Le PJD et l’USFP ne sont pas des alliés prioritaires pour le Parti authenticité et modernité (PAM), mais de petites exceptions pourront être tolérées ici et là .

Le PJD et l’USFP ne sont pas des alliés prioritaires pour le Parti authenticité et modernité (PAM), mais de petites exceptions pourront être tolérées ici et là. C’est en substance le message délivré par le secrétaire général du PAM, Mohamed Cheikh Biadillah, mercredi 17 juin, à Rabat. A l’occasion d’une conférence de presse organisée ce jour-là au local flambant neuf du parti, sur la route de Zaër, la direction du PAM a laissé entendre que si la formation devait intégrer des alliances en vue de participer à la gestion de certaines communes, ces dernières se feront plutôt avec le Mouvement populaire, le RNI ou l’Istiqlal. Quant au PJD, il n’a pas de place dans la stratégie d’alliance nationale du parti, tandis que des alliances ponctuelles sont envisageables avec l’USFP, mais sans plus.  Au-delà des déclarations de principe, le PAM parviendra-t-il à faire appliquer ces directives à ses élus ? Pour montrer qu’on ne plaisante pas, le parti vient d’exclure l’un de ses membres, Sidi Brahim Joumani, conseiller à Youssoufia, après que ce dernier ait décidé de son propre chef de rejoindre la coalition PJD, USFP, Istiqlal, PPS, RNI qui s’est constituée pour empêcher la reconduction de Omar Bahraoui à la tête de la mairie de Rabat.
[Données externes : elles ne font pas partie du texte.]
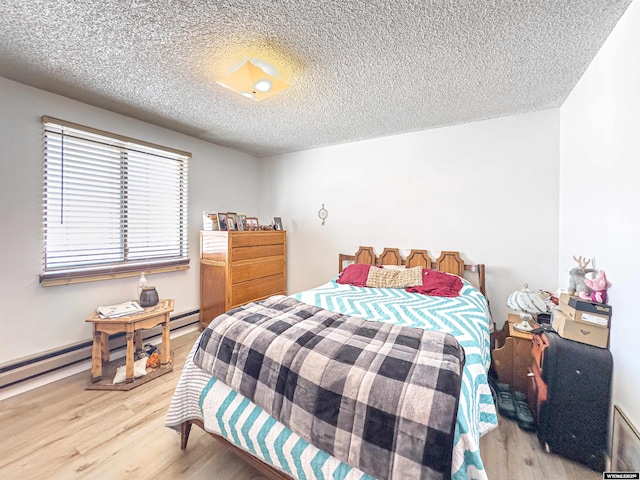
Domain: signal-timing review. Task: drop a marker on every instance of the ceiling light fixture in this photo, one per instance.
(253, 82)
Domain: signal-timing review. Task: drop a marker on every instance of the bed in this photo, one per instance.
(200, 399)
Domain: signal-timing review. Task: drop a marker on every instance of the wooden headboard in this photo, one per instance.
(449, 262)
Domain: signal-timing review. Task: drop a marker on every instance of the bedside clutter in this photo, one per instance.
(582, 321)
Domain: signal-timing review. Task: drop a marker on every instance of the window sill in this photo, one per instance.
(109, 276)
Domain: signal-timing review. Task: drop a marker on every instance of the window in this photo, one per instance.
(113, 206)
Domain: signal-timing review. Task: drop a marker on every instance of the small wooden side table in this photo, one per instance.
(132, 326)
(512, 355)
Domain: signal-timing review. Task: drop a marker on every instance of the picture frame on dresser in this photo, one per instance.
(252, 223)
(231, 222)
(222, 222)
(241, 221)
A Salé, un début d’accord qui lierait les élus locaux du PAM avec le PJD et le PPS a également été brisé.
Arrivé en tête de course au lendemain des élections communales du 12 juin dernier avec 6 015 élus, dont 14% de femmes, le PAM devrait jouer un rôle déterminant dans la formation des conseils de plusieurs grandes villes et il viserait  même la mairie de Marrakech.